Valora und Moneygram wählen jetzt aber die Direktunterstellung, obwohl sich Valora einer bestehenden Selbstregulierungsorganisation hätte anschliessen können. «Ich könnte mir vorstellen, dass ein internationaler Konzern wie Moneygram auf die Regulierung durch eine international anerkannte Behörde wie die Finma besteht», so Experte van Thiel. Valora verweist für Lizenz-Fragen auf Moneygram.
Die Selbstregulierungsorganisationen sind Vereine und somit eine rein schweizerische Erscheinung - trotzdem gelten sie in Sachen Geldwäschereibekämpfung als strikt und halten sich an dieselben Normen wie die Finma. Den Weg über die Selbstregulierung haben SBB und Post, zwei gewichtige Western-Union-Agenten, eingeschlagen. Beide Staatsbetriebe unterhalten je eine eigene Organisation.

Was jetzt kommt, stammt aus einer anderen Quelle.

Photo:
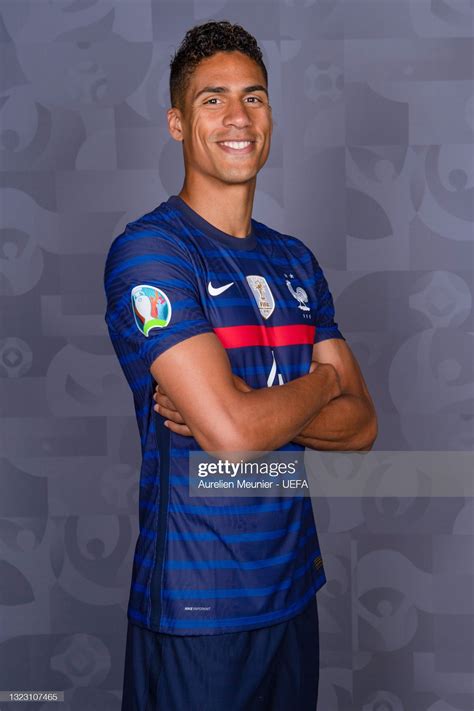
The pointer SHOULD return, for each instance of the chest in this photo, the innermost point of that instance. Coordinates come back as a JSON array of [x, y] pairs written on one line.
[[258, 291]]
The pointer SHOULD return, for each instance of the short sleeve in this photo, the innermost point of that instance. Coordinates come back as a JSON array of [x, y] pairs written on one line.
[[151, 285], [326, 326]]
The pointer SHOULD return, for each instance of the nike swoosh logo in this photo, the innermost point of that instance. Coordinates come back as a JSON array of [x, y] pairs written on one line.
[[216, 290]]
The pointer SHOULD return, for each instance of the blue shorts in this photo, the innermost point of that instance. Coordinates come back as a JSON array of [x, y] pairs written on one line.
[[273, 668]]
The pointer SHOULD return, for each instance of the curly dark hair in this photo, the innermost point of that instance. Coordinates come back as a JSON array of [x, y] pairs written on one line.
[[203, 41]]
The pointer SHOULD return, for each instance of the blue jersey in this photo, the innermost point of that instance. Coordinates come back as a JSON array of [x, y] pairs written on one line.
[[212, 565]]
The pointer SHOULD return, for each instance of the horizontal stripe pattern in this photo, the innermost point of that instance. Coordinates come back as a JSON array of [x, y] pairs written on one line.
[[273, 336], [251, 559]]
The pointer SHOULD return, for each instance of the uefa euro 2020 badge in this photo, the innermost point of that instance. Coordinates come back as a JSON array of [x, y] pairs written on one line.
[[151, 308]]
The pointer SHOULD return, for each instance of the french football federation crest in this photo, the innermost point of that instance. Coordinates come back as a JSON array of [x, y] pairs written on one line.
[[151, 308], [299, 293], [263, 295]]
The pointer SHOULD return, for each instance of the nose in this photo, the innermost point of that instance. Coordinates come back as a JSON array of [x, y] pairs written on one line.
[[237, 114]]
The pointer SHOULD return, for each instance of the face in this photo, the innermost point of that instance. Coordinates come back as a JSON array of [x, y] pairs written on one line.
[[225, 102]]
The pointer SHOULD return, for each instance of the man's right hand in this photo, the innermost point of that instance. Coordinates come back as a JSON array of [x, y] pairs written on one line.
[[174, 420]]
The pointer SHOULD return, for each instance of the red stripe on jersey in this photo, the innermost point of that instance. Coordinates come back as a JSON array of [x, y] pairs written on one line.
[[241, 336]]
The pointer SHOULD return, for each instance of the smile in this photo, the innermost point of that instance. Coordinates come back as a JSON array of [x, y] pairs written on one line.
[[237, 146]]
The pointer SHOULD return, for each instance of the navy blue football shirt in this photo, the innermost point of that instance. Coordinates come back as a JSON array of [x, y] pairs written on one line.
[[211, 565]]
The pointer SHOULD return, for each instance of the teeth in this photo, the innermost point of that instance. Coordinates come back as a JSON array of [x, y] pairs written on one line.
[[237, 144]]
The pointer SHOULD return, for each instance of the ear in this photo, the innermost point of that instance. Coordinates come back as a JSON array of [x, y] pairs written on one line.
[[174, 124]]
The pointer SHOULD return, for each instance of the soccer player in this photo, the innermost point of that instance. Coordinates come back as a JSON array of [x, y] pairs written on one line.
[[235, 322]]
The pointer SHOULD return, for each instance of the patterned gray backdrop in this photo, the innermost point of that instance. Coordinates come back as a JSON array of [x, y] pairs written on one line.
[[372, 166]]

Naville springt für Western Union ein
Auch Naville ist nicht darauf angewiesen, dass sich Partner Western Union von der Finma regulieren lässt. Denn das Unternehmen hat sich gleich selbst der Behörde unterstellt und tritt als Agent des Moneygram-Konkurrenten auf. Das wird sich so bald nicht ändern, denn am Europasitz von Western Union winkt man bezüglich einer Bewilligung als Finanzintermediär dankend ab: «Es ist nichts Derartiges geplant.»